Kelly also says there has been a certain amount of “wait and see” from agency clients, who don’t want to see Nielsen stop measuring more markets, which the company has said is Plan B if the new policy doesn’t bring enough non-subscribers back into the fold. “Is buying the market more difficult when a station or two drops out? Maybe,” Kelly said. “Is it much more difficult if the market becomes unrated? Yes.”

So far, most agencies aren’t publicly commenting on the change. Of ten agency officials contacted by Inside Radio for their reactions, only one responded and the reaction was largely negative. “We feel like we will no longer be receiving the data that we originally contracted for – a full view of radio listening in measured markets,” Bernie Shimkus, VP, Director of Insights at agency Harmelin Media, told Inside Radio last week.

Removing non-subscribers from Nielsen's summary dataset that fuels the major buying systems is the latest – and most significant – in a series of steps the company has taken to remove benefits for non-subscribers. The effort began around 2014 when the company stopped including ratings of non-subscribers in the “topline” numbers it provides to trade publications.
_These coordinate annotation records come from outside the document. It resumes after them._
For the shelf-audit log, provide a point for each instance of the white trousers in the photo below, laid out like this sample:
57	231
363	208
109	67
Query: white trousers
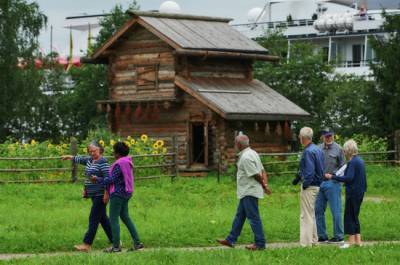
308	225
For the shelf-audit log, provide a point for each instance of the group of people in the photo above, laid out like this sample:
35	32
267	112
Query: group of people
105	184
322	169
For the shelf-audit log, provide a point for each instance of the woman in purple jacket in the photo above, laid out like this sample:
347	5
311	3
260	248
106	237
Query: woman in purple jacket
120	185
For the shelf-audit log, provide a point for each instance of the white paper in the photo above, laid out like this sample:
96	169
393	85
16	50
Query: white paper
341	170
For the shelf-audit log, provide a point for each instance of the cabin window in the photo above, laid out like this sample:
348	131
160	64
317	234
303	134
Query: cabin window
147	77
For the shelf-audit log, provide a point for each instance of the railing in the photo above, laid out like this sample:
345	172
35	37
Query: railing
287	163
348	64
164	164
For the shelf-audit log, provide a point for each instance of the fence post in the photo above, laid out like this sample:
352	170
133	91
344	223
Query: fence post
175	157
74	152
397	145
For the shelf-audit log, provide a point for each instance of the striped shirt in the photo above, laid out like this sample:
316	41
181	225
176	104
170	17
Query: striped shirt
99	168
117	178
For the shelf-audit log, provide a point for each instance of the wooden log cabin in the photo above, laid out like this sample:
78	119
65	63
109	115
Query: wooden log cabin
191	77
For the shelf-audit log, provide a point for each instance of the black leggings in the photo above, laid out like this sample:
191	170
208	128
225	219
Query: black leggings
351	213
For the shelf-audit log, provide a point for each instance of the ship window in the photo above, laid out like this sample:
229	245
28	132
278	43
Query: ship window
147	77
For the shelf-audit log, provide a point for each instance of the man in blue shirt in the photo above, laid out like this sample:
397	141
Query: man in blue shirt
311	172
330	190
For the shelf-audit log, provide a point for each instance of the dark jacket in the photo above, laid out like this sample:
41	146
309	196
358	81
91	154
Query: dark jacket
312	166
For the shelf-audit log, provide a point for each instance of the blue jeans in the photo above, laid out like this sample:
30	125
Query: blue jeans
98	215
248	208
330	191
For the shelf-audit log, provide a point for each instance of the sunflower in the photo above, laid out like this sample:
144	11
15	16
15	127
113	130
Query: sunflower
144	138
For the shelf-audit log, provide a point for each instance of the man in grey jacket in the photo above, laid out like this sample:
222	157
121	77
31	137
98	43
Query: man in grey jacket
330	190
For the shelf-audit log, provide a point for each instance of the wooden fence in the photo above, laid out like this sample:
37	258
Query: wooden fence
168	164
283	164
283	160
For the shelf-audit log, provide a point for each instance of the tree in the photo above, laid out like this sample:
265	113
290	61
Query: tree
304	78
20	25
385	96
90	82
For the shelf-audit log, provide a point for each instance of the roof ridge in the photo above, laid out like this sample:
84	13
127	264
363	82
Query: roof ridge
137	13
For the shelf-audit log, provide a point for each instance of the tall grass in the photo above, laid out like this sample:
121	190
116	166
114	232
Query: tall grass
187	212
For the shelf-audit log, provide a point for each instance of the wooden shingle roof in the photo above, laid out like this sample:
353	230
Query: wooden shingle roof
189	35
240	99
200	33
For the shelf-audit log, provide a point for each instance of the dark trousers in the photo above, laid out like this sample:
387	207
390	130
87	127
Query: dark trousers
248	208
98	215
119	208
351	213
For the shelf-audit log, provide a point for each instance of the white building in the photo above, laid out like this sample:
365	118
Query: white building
340	29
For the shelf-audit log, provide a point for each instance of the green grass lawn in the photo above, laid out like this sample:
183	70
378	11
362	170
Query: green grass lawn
381	254
187	212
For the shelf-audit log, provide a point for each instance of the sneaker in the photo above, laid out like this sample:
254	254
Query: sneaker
322	240
254	247
137	246
112	250
335	240
225	242
83	247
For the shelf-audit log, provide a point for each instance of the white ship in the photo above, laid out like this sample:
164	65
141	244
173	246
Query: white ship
340	28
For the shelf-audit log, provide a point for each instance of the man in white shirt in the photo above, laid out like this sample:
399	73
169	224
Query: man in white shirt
252	182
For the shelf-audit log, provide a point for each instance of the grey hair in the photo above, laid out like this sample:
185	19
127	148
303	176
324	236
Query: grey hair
350	147
243	140
306	132
96	144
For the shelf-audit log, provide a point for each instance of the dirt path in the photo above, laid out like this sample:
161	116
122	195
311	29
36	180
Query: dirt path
10	256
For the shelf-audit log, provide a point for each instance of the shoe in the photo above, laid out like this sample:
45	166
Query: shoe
344	246
83	247
225	243
254	247
112	250
322	240
135	247
334	240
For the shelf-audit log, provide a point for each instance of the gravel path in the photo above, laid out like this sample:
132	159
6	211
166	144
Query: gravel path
10	256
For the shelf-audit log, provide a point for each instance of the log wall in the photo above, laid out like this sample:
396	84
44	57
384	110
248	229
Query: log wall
141	67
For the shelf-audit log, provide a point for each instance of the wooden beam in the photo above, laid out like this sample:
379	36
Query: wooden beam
137	13
113	38
179	81
226	54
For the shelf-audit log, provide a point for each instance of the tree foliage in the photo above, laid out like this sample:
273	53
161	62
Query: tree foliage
56	104
303	78
90	82
20	25
385	97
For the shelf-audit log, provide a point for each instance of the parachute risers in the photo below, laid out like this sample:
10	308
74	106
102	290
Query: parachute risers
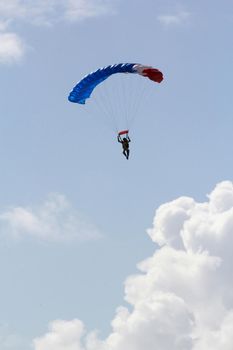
123	132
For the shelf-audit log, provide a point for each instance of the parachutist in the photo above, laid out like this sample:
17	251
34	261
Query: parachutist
125	145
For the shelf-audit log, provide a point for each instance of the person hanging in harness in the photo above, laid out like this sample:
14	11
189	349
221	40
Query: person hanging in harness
125	143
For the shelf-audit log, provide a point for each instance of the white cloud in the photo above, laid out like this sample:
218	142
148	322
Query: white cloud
52	11
174	19
54	220
182	299
42	13
12	48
The company later took away the total line reporting option from non-subscribers, meaning they could no longer have the audience of qualified simulcast partners combined in ratings reports. “That’s a right, not a privilege,” Kelly says. “Home to metro” status is subscriber-only, as is the ability to have HD side channels and station streams included in the ratings.

“There have been a number of steps on this continuum, although this is obviously the biggest step,” Kelly said. “This is not unprecedented within Nielsen.”For example Nielsen’s network TV and network radio services restrict ratings data to subscribers only.So does Numeris, Canada’s TV and radio audience measurement firm, which licenses PPM technology from Nielsen.